Most recently, and a direct result of systemic abuse; the Ashland School board decided in order to protect the children of local police officers, and insensitive members of the community, it was in their best interest to ask a Native American school teacher, Sandra Gokee who dared show contempt by speaking out about the horrific abuse at the hands of local police, to resign. They put her on administrative leave to let her think it over. She has since been reinstated thanks in part to communities coming together in solidarity, and standing up to the abusive nature of their environment. More on her incredible story can be found here, which brings you to the ACLU website.
Unfortunately, this area has been neglected by authoritarian colonist for as long as most can remember. In 1893 for example, colonists set up the first of many boarding schools. Subjecting students to abuse including punishments for speaking their own language. Indigenous women have been targeted by immigrants who came to the area for jobs in the mining and shipping industries for decades.
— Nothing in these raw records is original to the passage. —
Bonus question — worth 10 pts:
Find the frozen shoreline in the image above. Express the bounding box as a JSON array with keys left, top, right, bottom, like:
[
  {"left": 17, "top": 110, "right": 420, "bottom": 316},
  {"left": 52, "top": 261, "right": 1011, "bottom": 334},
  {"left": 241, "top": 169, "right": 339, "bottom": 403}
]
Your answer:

Those horrors continue to this day, most just moved West as the job markets evolved.
Attempts to communicate with local government has been difficult. The city council was to set up a community meeting but canceled it. The Bad River tribe held a meeting instead. Since Jason’s murder, there have been numerous events, including marches, demonstrations and meetings to try and heal the community, and to hold those responsible accountable. Currently tribal leaders, members of the community, and activists are demanding the resignation of not only deputy Mrdjenovich, but sheriff Mick Brennan as well. You can help by contacting the county and demanding their resignation via the county website, and clicking on the “Report A Concern” icon, or contacting the Sheriff directly via phone: 715-685-7640 and E-mail: firstname.lastname@example.org . You can also contact Ashland mayor Deb Lewis.
I know this paints a pretty bleak picture but listen; I grew up just across the bay from Ashland. I know the people who want justice vastly outnumber those who would wish others harm. Talk to each other. Your friends and neighbors. Call your mayors. Attend council meetings and demand things are done to march us forward to change.
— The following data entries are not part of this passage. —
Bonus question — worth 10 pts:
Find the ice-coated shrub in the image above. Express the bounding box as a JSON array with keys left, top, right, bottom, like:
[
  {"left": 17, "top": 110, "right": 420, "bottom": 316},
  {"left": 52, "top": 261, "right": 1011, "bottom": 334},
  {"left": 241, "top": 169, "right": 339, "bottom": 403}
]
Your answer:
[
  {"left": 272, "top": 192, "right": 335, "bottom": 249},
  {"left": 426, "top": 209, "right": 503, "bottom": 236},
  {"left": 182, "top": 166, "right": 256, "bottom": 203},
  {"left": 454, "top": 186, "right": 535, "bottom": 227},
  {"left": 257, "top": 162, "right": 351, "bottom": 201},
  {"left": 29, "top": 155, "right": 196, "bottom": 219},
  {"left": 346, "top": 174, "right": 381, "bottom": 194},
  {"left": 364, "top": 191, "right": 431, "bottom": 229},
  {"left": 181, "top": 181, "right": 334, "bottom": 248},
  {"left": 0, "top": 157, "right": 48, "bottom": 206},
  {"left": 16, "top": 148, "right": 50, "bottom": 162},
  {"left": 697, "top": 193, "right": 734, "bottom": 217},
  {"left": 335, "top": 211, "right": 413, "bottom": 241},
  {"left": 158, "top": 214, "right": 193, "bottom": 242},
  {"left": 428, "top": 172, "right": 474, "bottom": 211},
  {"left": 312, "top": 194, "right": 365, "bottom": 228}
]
It is time the people of Wisconsin, and the entire country for that matter to come together and demand justice for those who have lost their lives to police violence. The Ashland area is not unique to this issue. As of Oct. of 2017, 24 people have been killed by police in Wisconsin. This is a trend that has been rising each year for awhile now. Isn’t it time we face these abuses as a community? Shouldn’t we fight for the safety of our children and communities as well as the Natural rights we all possess?